What’s more, the gender equality training, identified initially as a key project priority in Tanzania, was discontinued entirely.

Although the contributions made by the women’s NGOs were critical to the existence and success of the initiatives, they were often dismissed as supplementary and dispensable by the other partners.

Because the NGOs’ role of organising, mobilising and helping local communities participate in development initiatives was seen as a ‘natural’ extension of women’s care-giving work, it was easy for other partners to diminish and dismiss their contributions.

And because the other partners did not fully appreciate the contributions of the women’s NGOs, they were unwilling to share credit for the success of the project.

How to bolster the role of women’s NGOs

We recommend several strategies to strengthen and validate the role of women’s NGOs in development partnership projects.

A memorandum of understanding (MOU) that defines the specific roles and responsibilities of each partner should be an essential requirement for multiple-stakeholder projects.
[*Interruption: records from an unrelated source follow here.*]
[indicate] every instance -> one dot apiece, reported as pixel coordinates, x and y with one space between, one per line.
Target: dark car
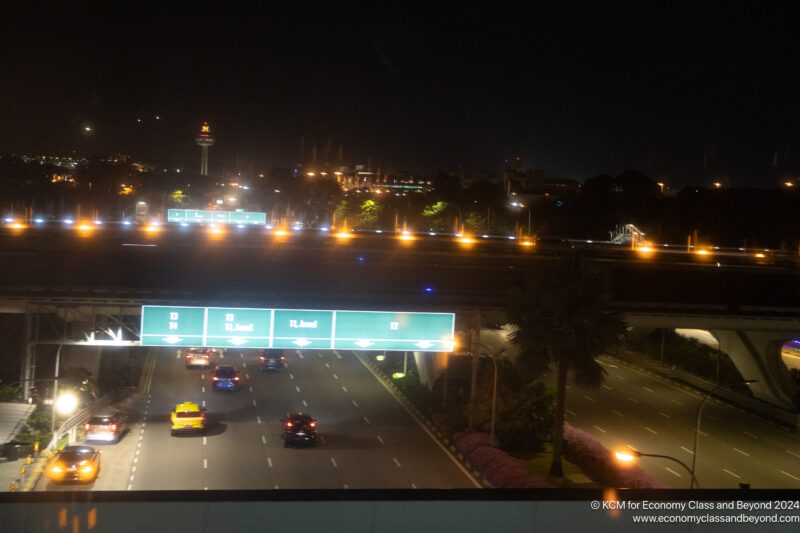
105 427
269 360
74 463
299 428
225 377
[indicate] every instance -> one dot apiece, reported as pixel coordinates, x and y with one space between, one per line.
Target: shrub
596 462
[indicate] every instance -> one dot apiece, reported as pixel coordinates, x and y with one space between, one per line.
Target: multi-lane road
634 408
367 439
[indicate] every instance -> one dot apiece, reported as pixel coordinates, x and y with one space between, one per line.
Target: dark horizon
687 97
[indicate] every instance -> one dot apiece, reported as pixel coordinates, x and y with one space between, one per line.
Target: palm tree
563 321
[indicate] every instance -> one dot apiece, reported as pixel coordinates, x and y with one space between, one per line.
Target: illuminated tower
204 140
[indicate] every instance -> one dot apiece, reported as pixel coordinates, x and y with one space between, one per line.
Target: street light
700 414
630 455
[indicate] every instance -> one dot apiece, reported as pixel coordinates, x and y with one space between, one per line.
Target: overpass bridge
751 309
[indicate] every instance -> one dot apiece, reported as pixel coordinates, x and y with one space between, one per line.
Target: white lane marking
421 425
671 471
791 476
737 476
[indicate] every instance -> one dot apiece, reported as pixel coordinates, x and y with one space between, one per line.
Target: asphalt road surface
366 438
655 417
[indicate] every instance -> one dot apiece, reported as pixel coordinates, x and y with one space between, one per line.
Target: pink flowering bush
597 462
496 466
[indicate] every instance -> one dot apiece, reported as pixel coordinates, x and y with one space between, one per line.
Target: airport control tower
204 140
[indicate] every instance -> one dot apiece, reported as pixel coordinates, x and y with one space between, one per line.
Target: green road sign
198 216
370 330
297 329
173 326
246 328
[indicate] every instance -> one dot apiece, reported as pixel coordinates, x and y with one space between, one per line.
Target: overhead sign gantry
230 327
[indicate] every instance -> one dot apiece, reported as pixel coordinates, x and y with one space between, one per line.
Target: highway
366 437
635 409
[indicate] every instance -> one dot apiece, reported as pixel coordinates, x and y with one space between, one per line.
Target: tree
563 322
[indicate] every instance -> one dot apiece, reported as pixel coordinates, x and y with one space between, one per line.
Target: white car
198 357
The lack of such formal agreements entrenches the perception that the role NGOs play is not particularly valuable. But the involvement of partners with a wide range of views, sizes, structures and experiences underscores the importance of formalising the role of women’s NGOs.

When the relationship among the different parties is formalised, constructive debate can be encouraged among all partners.

The lack of a memorandum of understanding causes overlaps in function, weakens accountability and exacerbates conflict among partners. While it’s possible for diverse institutions with different philosophies to work in an integrated way, it doesn’t happen automatically or easily.

At a deeper structural level, advocacy work — whether it’s gender equality or community mobilisation — must be treated as a non-negotiable priority in global development partnership projects, instead of as a value-added or supplementary task.

Women’s NGOs deserve recognition

Our research has shown that women’s NGOs play integral roles in the projects they participate in.

It’s unfortunate they must ‘justify’ their long-term involvement in such initiatives, but it may be incumbent upon them to make their contributions to the project more visible to the different partners and to the development community at large.

Collecting, maintaining and analysing data on a regular basis about key project impacts and outcomes will be crucial for making NGO contributions more visible and less dismissible.

Collaborating with academics and other development professionals to publish and disseminate findings from such projects will also strengthen and validate NGO efforts. This article is one small contribution toward ensuring women’s NGOs get the credit and support they so richly deserve.